Don’t blindly click on links that you receive in email, especially from people that you don’t know or whose identity you cannot verify. Phishing is a technique used by criminals in which they send you an email message and ask you to click on a link to visit a website. The stated name of the website might be for a company that you already trust and use, but the actual link takes you to a fake or copycat website designed to steal your account’s login information. Always hover your cursor over links to make sure they are legitimate and will take you to the right URL. When in doubt, put do NOT click on the link. Think Security First.
Forwarding Emails
E-mail is one of several ways individuals communicate during the day. When used correctly, it can be very effective for distributing information to a select group of people.
If the conversation gets to the point where you will need to forward an email to others or copy new people to an email thread, review all the content in the entire email and make sure the information contained in it is suitable for everyone. It is very easy to forward emails to others, not realizing there is highly sensitive information in the bottom of the email that people should not have access to.

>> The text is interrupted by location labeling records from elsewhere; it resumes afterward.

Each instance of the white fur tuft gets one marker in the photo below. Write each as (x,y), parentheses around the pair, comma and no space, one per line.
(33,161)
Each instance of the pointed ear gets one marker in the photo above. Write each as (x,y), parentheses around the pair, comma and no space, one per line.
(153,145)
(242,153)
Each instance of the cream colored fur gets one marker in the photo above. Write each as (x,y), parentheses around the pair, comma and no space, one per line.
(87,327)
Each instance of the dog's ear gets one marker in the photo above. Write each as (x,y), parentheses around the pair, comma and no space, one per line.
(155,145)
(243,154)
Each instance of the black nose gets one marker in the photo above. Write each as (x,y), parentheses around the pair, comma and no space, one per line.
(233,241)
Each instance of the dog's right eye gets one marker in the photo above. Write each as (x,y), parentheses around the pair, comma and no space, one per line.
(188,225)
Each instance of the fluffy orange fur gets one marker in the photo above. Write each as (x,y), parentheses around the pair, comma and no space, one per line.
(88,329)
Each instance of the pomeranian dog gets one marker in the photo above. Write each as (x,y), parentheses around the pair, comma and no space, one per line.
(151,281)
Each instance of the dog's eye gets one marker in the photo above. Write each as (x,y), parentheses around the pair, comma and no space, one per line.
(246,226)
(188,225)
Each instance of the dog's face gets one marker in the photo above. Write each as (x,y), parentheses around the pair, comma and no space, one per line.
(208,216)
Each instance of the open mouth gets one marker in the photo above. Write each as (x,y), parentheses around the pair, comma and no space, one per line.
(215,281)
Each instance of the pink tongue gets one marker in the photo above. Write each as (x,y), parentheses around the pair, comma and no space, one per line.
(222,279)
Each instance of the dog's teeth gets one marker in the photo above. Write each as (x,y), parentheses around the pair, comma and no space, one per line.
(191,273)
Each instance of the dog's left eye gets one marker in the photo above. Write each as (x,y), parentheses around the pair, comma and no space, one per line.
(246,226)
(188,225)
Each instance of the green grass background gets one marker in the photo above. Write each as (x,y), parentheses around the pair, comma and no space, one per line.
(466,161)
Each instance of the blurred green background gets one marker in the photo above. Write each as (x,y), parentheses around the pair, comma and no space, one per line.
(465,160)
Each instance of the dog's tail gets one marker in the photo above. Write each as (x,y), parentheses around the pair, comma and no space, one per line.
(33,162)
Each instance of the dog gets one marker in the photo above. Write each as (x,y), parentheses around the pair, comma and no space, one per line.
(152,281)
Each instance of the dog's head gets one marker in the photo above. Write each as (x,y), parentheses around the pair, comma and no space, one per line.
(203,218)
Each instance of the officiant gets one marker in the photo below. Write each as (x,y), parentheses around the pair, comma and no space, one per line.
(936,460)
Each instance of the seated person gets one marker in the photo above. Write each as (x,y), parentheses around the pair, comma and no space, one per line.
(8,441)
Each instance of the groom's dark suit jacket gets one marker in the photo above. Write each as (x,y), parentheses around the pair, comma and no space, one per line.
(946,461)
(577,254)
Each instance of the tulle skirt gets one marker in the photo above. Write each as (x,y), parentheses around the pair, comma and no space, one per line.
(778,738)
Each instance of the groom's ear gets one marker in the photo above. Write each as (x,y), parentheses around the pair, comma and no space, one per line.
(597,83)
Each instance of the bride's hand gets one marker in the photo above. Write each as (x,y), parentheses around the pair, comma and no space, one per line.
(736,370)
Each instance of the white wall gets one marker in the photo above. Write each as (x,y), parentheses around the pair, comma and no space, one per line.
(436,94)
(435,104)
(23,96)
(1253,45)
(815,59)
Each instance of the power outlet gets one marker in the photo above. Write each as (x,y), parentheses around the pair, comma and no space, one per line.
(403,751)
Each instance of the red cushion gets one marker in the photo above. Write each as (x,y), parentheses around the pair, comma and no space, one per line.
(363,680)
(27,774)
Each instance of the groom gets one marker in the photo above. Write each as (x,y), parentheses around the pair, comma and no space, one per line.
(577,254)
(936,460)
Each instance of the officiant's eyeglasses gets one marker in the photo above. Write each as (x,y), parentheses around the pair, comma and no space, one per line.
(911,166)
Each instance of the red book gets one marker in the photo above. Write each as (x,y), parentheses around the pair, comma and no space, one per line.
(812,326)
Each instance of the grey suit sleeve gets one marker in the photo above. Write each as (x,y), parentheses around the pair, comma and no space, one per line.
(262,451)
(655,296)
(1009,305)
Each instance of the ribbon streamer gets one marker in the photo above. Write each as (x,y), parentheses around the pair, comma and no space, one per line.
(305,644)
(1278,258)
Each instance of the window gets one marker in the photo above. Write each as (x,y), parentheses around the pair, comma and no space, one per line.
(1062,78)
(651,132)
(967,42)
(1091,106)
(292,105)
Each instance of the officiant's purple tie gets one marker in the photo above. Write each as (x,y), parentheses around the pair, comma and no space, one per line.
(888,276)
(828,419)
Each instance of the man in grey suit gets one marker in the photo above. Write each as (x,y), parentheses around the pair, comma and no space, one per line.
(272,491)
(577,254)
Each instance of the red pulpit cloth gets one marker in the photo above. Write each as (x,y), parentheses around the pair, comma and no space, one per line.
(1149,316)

Emails Asking for Personal Information
Never Respond to Emails Asking for Personal Information
Companies you do business with should never ask for your account information, credit card numbers or password in an email. If you have any questions about an email you receive that supposedly came from your financial institution or service provider, find their number on their website and call them.
Links in E-mail
A link in an email can appear to go anywhere, but it may not always go where it says it does. To find out where a link will really take you, move your mouse over a link without clicking on it to see the actual address of the site. If the address is different from what you expected, you should not click on the link. If you do not see a tool tip or a status that displays the link address, you can right click and copy the link and then paste it into a text file. This will show you the actual URL address and help you see where the link leads.
Managing your Inbox
Do you keep all your email in your Inbox or separate folders, sometimes going back years? Is it necessary to keep all that email for that length of time? Think about this: when you last time you had to refer to an email that was over a year old? It’s very quick and easy to delete or archive old e-mail that’s been sitting in your Inbox for ages.
Here are some tips to remember when you are trying some email “house-cleaning”:
- Empty your Junk Mail folder.
- Empty your Trash or Deleted Items folder.
- Save desired attachments to a local drive or network shared drive.
- Delete messages with large attachments.
- Eliminate unwanted Sent Messages.
- Delete unused folders.
- Archive older messages.
- Use auto-archive to move or delete files based on age.
Time spent now managing your email will be timed saved later.